Ainda na ressaca da derrota no Estádio do Dragão frente ao FC Porto, o Sport Lisboa e Benfica prepara a visita ao reduto do FC Famalicão em jogo a contar para a segunda mão das meias finais da Taça de Portugal.

Depois de ter eliminado o Paços de Ferreira na ronda anterior, e de ter feito uma exibição de gala em pleno Estádio da Luz na primeira mão desta eliminatória, o Famalicão sofreu uma derrota “à antiga” no jogo do campeonato, diante do Vitória SC.

SERÁ QUE O FC FAMALICÃO VAI SURPREENDER O SL BENFICA? OU SERÁ QUE OS ENCARNADOS NÃO VÃO EM CANTIGAS? VAI JÁ A BET.PT E APOSTA NO VENCEDOR DESTE JOGO!

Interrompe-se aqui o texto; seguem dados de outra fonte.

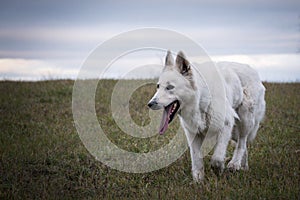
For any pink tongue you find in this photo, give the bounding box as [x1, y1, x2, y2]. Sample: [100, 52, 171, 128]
[159, 106, 172, 134]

O fim de semana também não correu de feição aos encarnados, que viram um dos seus maiores rivais encurtar distâncias na tabela classificativa. A turma de Bruno Lage terá, no jogo frente aos famalicenses, um teste de fogo, onde terão de dar uma resposta positiva se pretendem chegar à final no Jamor.

Historicamente, o SL Benfica leva clara vantagem nestas andanças. Na história do clube minhoto, apenas por uma vez conseguiram atingir esta fase da prova, tendo caído frente ao Sporting CP, em 1942. Por outro lado, os encarnados são veteranos, sendo até o clube com mais títulos nesta competição, num total de 26 troféus da prova rainha do futebol português.

COMO JOGARÁ O FC FAMALICÃO?

Esta partida assume-se como uma das mais importantes de toda a temporada para o Famalicão, pelo que João Pedro Sousa deverá apresentar o melhor onze à sua disposição.

Depois do brilharete da Luz, ainda que tenha perdido, o Fama deverá querer repetir a exibição de há uma semana, mas com um resultado diferente, está claro.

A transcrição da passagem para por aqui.